Our (electrician and office worker) own information came mainly from Travellers, from small farmers and rural labourers in the west of Ireland and from manual workers and fishermen in East Anglia.
It is this work and these sources that gave rise to and validated (and continues to validate as far as I'm concerned) the 1954 definition. Academics my arse!!!
And you would substitute it with what - the arbitrary whims of a tiny handful organisers and revival singers who, in most cases, have never ventured outside the protective bubbles of a folk club for their songs and music. It is these, as far as I can see, who are the real armchair academics.
No Betsy - you give it a break!
For me, the terms 'folk' and 'traditional' are joined at the hip, the former referring to the people who made and transmitted the songs, the latter to the filtering process that shaped them and knocked the sharp edges off.

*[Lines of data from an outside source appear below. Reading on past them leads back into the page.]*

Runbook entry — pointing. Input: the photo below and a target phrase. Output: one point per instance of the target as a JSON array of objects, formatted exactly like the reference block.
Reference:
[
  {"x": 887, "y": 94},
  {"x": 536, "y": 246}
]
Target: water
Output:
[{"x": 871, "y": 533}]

As far as I'm concerned, our folk process is now finished. The people who produced the songs, stories and music have now become passive recipients rather than participants and creators, largely thanks to the intrusive influence of television. We saw it happen virtually overnight when the Travellers went out and bought portable television sets.
In my direct experience as a life-long manual worker, SS's "people coming in after a hard day's work in the fields or on the cabs, the Job Centre, the hospital, the school, the building site, the ministry, or computer terminal" don't make music, songs or stories any more; we have it made for us and the only say we have in the matter lies in the on-off switch and the television hand control.
The folk song revival once drew its inspiration and its material from the efforts of the people I've described above and in doing so, I believe they took on the responsibility for the survival of, or, at the very least, the accurate documentation of that material and all the information that goes with it.
Of course there's nothing wrong with drawing inspiration from the material to create new songs - it would be as irrelevant to modern life as 'The Sealed Knot' or historic 'war game' recreation if this didn't happen - an exercise in romantic nostalgia. But let's not mix up the two; we're observers, beneficiaries and documentors of a folk tradition, not a part of the process.
If anybody can come up with a new formula which fully combines the process and the people I have described above with the creations of the 'singer, songwriters', by all means let's consider it, but until somebody does, the old definition stands.